O ancora il velo di Follia gli annebbiava la vista? Aiace lasciò cadere a terra la spada ed il cuore maciullato, incredulo per tutto il sangue versato e l’onta subita. Si toccò il volto ancora madido di sudore e sangue, si guardò quelle mani e di esse ebbe vergogna.
“Io, pilastro tra gli uomini, è questo il destino a cui sono stato indirizzato? Maestro d’onore e d’ogni virtù, per poi cedere agli impulsi più meschini? Crudele il Dio che mi ha ridato il senno, sarebbe stato meglio vivere in quel velo fumoso piuttosto che esser consapevole di tanto sfacelo!”
Prese la spada da terra e guardò Tecmessa, distrutta dal dolore.
“A te che ti ho amato, mia sposa, ricorda Aiace il Grande, che uccise Glauco e ferì Enea, primo tra i guerrieri ad abbattere il nemico! E tu, ferro troiano che tante vite achee hai troncato, attui la tua vendetta così come Ettore Glorioso ti ha sussurrato, serpe infida e maledetta che covavo in seno da quella parità prolungata e perfetta!”
Prendendo dall’elsa l’arma si gettò su di essa, trafiggendosi sotto un’ascella, trapassando così il cuore e l’altra spalla, dal basso verso l’alto.

“Lacrimosa dies illa,
qua resurget ex favilla
judicandus homo reus.”[2]

 

Angolo dell’autrice!

Buonasera a tutti! Comincio con il ringraziare anche questa volta _juliet per il bellissimo contest ideato!
Anche questa volta presento una scena presa un po’ dall’Aiace di Sofocle, un po’ dal mio sentire per una vicenda così drammatica.
Come il contest imponeva, mi sono lasciata ispirare dalla Lacrimosa di Mozart, di cui riporto parte del testo (Non tutto. D’altronde non avrei potuto, la tematica è prettamente cristiana ed io l’ho riportata in un mondo che di cristiano non ha nulla.), il quale funge come da coro.
Ho cercato di non dilungarmi enormemente in quanto credo che questo sia uno di quei momenti che avvengono in una manciata di minuti, fulminei e senza possibilità di rimedio.
Ci tengo a precisare qualcosa, sia per chi non conosce approfonditamente i poemi omerici, sia per chi invece li conosce, ed anche bene, e magari trova incongruenze.
Per quanto riguarda la spada, bisogna tener presente che fu un dono di Ettore ad Aiace durante il loro combattimento, finito in parità.
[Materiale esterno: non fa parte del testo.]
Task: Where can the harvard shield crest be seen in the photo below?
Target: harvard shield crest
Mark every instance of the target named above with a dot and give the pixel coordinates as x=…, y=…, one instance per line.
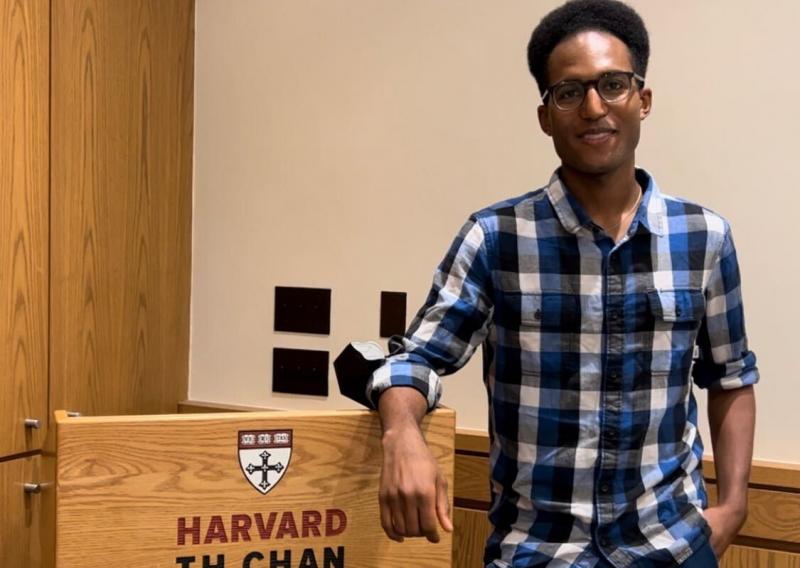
x=264, y=457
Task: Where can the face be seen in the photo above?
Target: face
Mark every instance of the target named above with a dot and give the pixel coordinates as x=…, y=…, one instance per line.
x=597, y=138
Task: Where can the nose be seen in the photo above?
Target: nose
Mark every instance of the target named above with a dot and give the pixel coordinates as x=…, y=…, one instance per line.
x=593, y=106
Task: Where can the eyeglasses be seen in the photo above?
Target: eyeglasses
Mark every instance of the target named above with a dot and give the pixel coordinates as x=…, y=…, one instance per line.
x=612, y=87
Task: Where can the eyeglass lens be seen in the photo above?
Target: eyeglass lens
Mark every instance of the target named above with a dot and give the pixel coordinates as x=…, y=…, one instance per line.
x=611, y=88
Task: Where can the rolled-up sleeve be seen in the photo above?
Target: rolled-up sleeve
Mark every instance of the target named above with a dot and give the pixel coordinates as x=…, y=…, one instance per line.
x=446, y=331
x=724, y=361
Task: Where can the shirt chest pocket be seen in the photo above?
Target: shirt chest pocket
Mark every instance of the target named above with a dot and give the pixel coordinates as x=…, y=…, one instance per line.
x=672, y=321
x=682, y=307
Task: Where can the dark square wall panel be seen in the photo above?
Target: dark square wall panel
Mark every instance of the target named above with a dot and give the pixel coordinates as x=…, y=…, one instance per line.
x=300, y=371
x=303, y=310
x=393, y=313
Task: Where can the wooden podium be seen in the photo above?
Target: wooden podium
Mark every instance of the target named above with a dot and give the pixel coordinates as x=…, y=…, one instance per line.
x=252, y=490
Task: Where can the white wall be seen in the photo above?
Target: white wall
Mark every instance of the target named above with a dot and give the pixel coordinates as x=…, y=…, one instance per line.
x=341, y=144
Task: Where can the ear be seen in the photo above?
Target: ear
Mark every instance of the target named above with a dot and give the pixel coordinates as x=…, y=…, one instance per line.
x=646, y=96
x=544, y=120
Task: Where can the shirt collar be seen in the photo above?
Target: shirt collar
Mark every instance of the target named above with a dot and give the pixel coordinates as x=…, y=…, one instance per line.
x=650, y=215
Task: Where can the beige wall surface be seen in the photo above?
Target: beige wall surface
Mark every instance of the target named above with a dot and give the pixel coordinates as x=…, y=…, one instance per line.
x=341, y=144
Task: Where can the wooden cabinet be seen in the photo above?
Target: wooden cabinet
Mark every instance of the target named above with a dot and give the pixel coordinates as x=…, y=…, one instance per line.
x=20, y=513
x=95, y=230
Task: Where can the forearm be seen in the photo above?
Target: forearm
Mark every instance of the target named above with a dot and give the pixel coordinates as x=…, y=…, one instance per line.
x=401, y=408
x=731, y=416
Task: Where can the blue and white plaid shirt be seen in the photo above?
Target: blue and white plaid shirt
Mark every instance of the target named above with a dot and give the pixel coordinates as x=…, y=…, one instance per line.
x=588, y=348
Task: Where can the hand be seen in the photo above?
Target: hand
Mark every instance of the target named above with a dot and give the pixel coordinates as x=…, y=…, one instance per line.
x=725, y=523
x=413, y=492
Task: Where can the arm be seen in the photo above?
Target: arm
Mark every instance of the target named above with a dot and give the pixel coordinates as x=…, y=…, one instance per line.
x=413, y=492
x=728, y=369
x=731, y=416
x=440, y=340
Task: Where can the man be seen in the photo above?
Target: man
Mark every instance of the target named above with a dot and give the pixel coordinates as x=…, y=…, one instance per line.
x=598, y=301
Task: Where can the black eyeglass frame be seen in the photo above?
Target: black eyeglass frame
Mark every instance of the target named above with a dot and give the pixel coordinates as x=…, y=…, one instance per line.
x=593, y=83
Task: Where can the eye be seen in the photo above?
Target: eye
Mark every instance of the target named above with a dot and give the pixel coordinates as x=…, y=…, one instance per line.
x=569, y=91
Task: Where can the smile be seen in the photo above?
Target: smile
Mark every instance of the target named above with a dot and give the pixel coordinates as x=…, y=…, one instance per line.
x=597, y=136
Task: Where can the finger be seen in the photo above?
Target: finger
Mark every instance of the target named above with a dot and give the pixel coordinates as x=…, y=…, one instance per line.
x=427, y=518
x=386, y=520
x=411, y=516
x=443, y=506
x=398, y=519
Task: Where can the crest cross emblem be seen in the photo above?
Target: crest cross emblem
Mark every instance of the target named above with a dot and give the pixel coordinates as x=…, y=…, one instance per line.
x=264, y=468
x=257, y=448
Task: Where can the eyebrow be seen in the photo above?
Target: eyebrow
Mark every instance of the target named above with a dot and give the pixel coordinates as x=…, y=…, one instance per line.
x=607, y=71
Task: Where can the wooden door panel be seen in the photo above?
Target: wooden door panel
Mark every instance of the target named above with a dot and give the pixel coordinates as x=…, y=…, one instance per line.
x=121, y=204
x=20, y=513
x=24, y=178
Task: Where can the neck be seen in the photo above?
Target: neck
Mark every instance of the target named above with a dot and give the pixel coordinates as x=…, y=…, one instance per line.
x=603, y=196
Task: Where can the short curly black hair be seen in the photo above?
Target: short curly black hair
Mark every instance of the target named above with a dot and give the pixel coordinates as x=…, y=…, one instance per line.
x=576, y=16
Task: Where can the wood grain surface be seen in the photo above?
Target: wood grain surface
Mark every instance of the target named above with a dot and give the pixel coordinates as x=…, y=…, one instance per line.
x=123, y=483
x=24, y=179
x=20, y=514
x=748, y=557
x=122, y=84
x=472, y=528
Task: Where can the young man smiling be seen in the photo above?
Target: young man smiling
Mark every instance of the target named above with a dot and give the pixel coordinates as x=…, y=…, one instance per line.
x=598, y=301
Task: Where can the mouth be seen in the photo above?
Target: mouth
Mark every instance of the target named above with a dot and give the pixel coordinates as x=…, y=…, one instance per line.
x=597, y=135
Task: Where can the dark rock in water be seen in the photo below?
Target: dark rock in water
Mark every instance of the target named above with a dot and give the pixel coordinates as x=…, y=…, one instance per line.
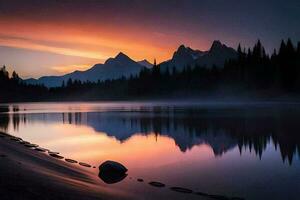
x=201, y=193
x=51, y=152
x=182, y=190
x=112, y=167
x=219, y=197
x=56, y=156
x=157, y=184
x=237, y=198
x=84, y=164
x=16, y=139
x=23, y=142
x=40, y=149
x=71, y=160
x=112, y=172
x=31, y=145
x=111, y=178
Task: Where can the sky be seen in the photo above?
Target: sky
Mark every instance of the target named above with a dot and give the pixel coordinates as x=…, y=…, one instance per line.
x=54, y=37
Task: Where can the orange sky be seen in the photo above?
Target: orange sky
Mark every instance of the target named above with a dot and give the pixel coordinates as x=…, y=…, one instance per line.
x=89, y=43
x=92, y=45
x=55, y=37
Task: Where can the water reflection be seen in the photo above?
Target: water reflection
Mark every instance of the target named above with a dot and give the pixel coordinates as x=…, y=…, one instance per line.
x=221, y=129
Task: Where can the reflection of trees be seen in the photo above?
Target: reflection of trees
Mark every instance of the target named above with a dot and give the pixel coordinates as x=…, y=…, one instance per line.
x=222, y=130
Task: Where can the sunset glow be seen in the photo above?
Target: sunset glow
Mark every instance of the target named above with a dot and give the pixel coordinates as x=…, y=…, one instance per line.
x=73, y=34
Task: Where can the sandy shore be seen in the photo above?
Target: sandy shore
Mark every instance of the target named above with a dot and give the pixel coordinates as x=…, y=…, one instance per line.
x=26, y=173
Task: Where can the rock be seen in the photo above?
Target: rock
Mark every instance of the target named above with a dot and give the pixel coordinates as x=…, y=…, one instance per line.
x=182, y=190
x=219, y=197
x=156, y=184
x=31, y=145
x=112, y=172
x=56, y=156
x=40, y=149
x=71, y=160
x=51, y=152
x=84, y=164
x=201, y=193
x=112, y=167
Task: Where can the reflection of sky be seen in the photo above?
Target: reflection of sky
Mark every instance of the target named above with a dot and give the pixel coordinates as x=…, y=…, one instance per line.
x=95, y=137
x=54, y=37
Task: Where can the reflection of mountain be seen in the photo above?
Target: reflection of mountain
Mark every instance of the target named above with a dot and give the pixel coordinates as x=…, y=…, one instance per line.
x=222, y=130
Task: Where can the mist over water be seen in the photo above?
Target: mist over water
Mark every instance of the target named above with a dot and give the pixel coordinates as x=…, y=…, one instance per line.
x=235, y=149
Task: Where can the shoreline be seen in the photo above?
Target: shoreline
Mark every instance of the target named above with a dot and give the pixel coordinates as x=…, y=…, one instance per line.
x=32, y=174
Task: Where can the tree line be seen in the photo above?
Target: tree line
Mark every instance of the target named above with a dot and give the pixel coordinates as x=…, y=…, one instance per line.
x=253, y=71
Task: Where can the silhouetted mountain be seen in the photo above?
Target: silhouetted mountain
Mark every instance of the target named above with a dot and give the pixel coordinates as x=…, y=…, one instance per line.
x=221, y=129
x=113, y=68
x=217, y=55
x=185, y=56
x=145, y=63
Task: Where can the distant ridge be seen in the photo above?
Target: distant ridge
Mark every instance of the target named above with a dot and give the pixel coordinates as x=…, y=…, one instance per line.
x=123, y=66
x=113, y=68
x=185, y=56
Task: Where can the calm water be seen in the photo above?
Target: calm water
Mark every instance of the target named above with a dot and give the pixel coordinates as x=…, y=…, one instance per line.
x=249, y=151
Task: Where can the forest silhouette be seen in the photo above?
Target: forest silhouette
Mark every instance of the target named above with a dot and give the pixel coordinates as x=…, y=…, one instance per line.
x=254, y=72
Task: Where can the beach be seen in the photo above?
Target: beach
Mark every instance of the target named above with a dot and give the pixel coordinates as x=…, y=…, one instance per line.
x=26, y=173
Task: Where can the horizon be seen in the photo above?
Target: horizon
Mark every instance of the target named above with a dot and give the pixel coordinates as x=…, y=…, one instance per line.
x=55, y=38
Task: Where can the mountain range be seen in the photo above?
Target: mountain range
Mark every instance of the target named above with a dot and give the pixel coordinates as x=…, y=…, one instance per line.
x=123, y=66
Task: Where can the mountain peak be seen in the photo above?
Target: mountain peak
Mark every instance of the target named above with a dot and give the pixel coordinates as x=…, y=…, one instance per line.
x=145, y=63
x=216, y=45
x=121, y=55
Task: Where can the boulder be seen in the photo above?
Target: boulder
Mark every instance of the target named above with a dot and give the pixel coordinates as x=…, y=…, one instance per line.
x=112, y=172
x=112, y=167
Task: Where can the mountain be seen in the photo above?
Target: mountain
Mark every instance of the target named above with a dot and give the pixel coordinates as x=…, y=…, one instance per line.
x=145, y=63
x=185, y=56
x=113, y=68
x=181, y=58
x=217, y=55
x=122, y=65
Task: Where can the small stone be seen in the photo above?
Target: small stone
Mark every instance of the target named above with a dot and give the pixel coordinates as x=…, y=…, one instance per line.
x=51, y=152
x=71, y=160
x=56, y=156
x=156, y=184
x=182, y=190
x=112, y=167
x=84, y=164
x=40, y=149
x=201, y=193
x=31, y=145
x=219, y=197
x=112, y=172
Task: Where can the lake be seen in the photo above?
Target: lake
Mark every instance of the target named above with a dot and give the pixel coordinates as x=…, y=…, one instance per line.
x=233, y=149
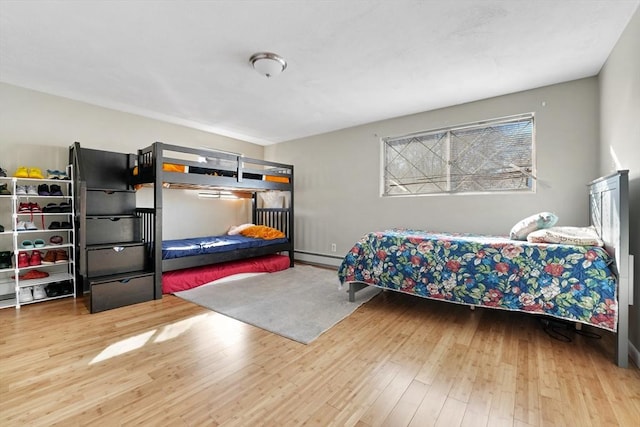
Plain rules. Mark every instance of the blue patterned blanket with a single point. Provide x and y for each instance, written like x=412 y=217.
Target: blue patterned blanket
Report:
x=573 y=283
Quindi penso sia più che naturale che il nostro eroe lo veda come la vendetta del nemico nei suoi confronti.
Atena, invece, l’ho voluta rappresentare tremante per due motivi: primo perché è stata proprio lei a far scendere il velo di follia sulla mente di Aiace (nella tragedia sofoclea) e quindi ho immaginato che avesse come un ripensamento, in risposta al comportamento del protagonista. In secondo luogo, sappiamo che Omero non descrive mai gli dei come pienamente imparziali. Afrodite cerca sempre di salvare suo figlio Enea, Atena consiglia Odisseo ogni qualvolta Zeus non glielo impedisca. Perché, allora, non provare rimorso e addirittura paura per un sentimento sfogato in maniera così agghiacciante?
Ultima cosa: l’ultimo pezzo della lacrimosa dà chiaramente, in effetti, un riferimento al Giudizio Universale.
Io ho inteso questi versi, per l’adattamento, come un rinascere dalle fiamme in cui Aiace fu cremato e il giudizio delle divinità ctonie (Cerbero, Caronte, quindi Minosse, Eaco e Radamanto) per indirizzarlo nel tartaro, nel prato degli asfodeli o nei campi elisi.
Chiudo qui, perché l’angolo sta diventando un’altra storia a sé XD
Spero comunque che ciò che ho scritto vi sia piaciuto!! :D
Alla prossima,

Ai Khanum

 



[1] Ma tu risparmialo, o Dio.

[2] Giorno di lacrime, quel giorno,/quando risorgerà dal fuoco/l’uomo reo per essere giudicato.